The Bureau by Eoin McNamee; The Mouthless Dead by Anthony Quinn; Killer Potential by Hannah Deitch; The Grapevine by Kate Kemp; Death at the White Hart by Chris Chibnall

The Bureau by Eoin McNamee (Riverrun, £18.99)
Known for his psychologically acute literary reimaginings of real crimes, Irish writer McNamee prefers to explore implications than journey towards a neat ending, and his work is all the better for it. The crime at the heart of The Bureau is fictional, but the narrative has a family connection and the younger McNamee appears as a character. It’s set in 1980s Newry, a Northern Irish city whose proximity to both the border and the Irish sea makes it ideal for criminal enterprises ranging from doctored fuel to bootleg alcohol, the proceeds laundered through the eponymous bureau de change. As the mistress of gangster Paddy Farrell, Lorraine occupies her own morally dubious border space. The murder-suicide, described at the start, looks like a drastic attempt on her part to place the pair of them on an equal footing, but there are enough anomalies to leave room for doubt. This is an astonishingly powerful portrait of a time and place saturated in sentimentality and cruelty, where, despite the ever-present sectarianism, “nobody was on anyone’s side”.

The Mouthless Dead by Anthony Quinn (Abacus, £20)

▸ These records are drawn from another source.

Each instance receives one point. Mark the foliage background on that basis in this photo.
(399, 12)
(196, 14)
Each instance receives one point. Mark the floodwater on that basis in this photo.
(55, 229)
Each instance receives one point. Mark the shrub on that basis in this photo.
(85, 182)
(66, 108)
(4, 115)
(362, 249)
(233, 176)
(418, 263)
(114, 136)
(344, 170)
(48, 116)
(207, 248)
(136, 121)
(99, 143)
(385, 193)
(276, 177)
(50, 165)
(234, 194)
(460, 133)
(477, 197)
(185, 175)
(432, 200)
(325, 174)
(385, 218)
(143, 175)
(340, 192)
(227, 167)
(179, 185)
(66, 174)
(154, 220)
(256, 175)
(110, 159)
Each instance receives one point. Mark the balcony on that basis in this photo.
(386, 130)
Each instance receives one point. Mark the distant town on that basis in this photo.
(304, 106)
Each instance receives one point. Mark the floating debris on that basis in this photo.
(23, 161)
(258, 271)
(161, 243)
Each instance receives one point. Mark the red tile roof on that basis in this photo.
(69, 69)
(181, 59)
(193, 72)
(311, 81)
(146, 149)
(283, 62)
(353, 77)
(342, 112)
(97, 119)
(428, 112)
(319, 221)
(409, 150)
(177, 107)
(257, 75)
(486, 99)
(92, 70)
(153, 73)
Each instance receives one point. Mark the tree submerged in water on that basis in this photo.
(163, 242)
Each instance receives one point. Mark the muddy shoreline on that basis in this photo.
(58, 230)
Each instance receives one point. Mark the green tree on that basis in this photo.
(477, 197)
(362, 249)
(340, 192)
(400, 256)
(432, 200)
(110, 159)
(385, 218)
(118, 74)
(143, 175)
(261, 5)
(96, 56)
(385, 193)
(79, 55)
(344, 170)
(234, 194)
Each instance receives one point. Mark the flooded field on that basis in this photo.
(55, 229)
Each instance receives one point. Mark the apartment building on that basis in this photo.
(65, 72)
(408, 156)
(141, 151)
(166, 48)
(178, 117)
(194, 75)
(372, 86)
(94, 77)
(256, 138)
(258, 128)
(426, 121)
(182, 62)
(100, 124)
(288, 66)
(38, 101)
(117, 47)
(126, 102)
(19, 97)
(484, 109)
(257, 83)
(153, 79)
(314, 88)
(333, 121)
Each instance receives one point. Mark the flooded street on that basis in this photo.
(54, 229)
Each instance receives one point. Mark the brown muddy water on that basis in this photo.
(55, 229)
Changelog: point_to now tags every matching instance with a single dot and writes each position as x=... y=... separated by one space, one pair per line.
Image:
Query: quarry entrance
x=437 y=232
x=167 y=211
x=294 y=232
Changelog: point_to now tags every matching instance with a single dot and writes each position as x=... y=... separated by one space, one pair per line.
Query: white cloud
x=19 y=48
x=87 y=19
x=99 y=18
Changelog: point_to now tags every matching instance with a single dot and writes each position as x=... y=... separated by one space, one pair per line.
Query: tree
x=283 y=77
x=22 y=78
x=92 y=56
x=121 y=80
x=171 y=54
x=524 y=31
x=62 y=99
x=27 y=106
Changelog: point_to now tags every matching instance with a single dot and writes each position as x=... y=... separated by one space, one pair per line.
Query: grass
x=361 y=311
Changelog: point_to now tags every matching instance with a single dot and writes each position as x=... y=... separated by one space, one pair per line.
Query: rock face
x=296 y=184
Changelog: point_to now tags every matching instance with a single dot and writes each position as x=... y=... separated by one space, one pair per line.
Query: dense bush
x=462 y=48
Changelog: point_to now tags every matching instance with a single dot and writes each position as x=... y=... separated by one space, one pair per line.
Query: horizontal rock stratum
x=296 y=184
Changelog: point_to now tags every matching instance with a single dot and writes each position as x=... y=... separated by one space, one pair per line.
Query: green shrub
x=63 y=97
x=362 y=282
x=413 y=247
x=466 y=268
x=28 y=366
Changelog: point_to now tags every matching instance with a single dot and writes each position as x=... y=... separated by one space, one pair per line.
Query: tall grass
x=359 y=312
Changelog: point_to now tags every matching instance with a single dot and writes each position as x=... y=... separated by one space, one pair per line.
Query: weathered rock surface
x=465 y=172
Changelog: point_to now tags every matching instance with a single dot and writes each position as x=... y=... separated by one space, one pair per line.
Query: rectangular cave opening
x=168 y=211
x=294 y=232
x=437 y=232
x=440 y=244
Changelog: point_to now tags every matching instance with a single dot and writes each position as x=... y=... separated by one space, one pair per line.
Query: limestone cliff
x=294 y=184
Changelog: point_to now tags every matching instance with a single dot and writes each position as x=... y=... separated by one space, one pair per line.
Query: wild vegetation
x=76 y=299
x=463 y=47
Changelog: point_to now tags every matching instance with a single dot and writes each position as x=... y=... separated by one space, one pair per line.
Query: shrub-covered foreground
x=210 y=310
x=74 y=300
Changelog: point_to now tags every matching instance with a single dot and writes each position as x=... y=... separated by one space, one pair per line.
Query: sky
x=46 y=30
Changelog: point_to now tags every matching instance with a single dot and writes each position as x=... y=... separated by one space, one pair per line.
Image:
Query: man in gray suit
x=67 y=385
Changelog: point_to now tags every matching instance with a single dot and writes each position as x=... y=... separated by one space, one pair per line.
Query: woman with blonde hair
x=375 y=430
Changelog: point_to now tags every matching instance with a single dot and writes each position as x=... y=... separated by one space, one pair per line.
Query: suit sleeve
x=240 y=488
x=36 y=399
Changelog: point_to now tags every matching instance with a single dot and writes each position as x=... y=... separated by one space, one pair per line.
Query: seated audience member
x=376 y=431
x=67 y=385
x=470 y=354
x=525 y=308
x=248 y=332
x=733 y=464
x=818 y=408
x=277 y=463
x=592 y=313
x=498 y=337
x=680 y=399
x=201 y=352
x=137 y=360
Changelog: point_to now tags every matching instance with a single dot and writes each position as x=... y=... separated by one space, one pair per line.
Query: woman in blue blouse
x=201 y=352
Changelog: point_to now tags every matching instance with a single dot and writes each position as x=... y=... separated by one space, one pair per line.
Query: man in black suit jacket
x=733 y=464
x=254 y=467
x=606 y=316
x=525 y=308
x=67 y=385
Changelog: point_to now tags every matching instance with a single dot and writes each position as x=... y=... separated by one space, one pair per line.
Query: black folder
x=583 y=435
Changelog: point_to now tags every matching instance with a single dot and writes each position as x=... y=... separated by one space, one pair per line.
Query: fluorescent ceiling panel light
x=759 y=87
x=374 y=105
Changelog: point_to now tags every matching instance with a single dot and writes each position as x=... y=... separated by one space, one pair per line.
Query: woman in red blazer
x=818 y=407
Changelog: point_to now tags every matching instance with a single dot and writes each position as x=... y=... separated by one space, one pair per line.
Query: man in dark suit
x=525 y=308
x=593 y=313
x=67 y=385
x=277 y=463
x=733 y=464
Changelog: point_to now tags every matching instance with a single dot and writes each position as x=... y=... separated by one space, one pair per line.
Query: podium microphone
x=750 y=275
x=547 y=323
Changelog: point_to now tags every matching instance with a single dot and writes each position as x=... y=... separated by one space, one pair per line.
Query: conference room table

When Julia Wallace was battered to death in Liverpool in 1931, the guilty party was initially thought to be her husband, William. His alibi involved a telephone message from one RM Qualtrough, summoning him to a fictitious address to discuss business. Qualtrough was never found, but the lack of evidence against Wallace meant his conviction was overturned on appeal. The case, described by Raymond Chandler as “the nonpareil of murder mysteries”, became a cause célèbre. As in John Hutton’s excellent 1979 fictionalisation, 29 Herriott Street, Quinn employs the device of having an interested party looking back at the case. On a voyage to New York, former CID officer Key regales fellow passengers with his part in the story and it gradually becomes clear that he is privy to rather more inside information than came out in court. Well imagined, well researched and well written, The Mouthless Dead provides a highly entertaining – if highly unlikely – solution to a famous unsolved murder.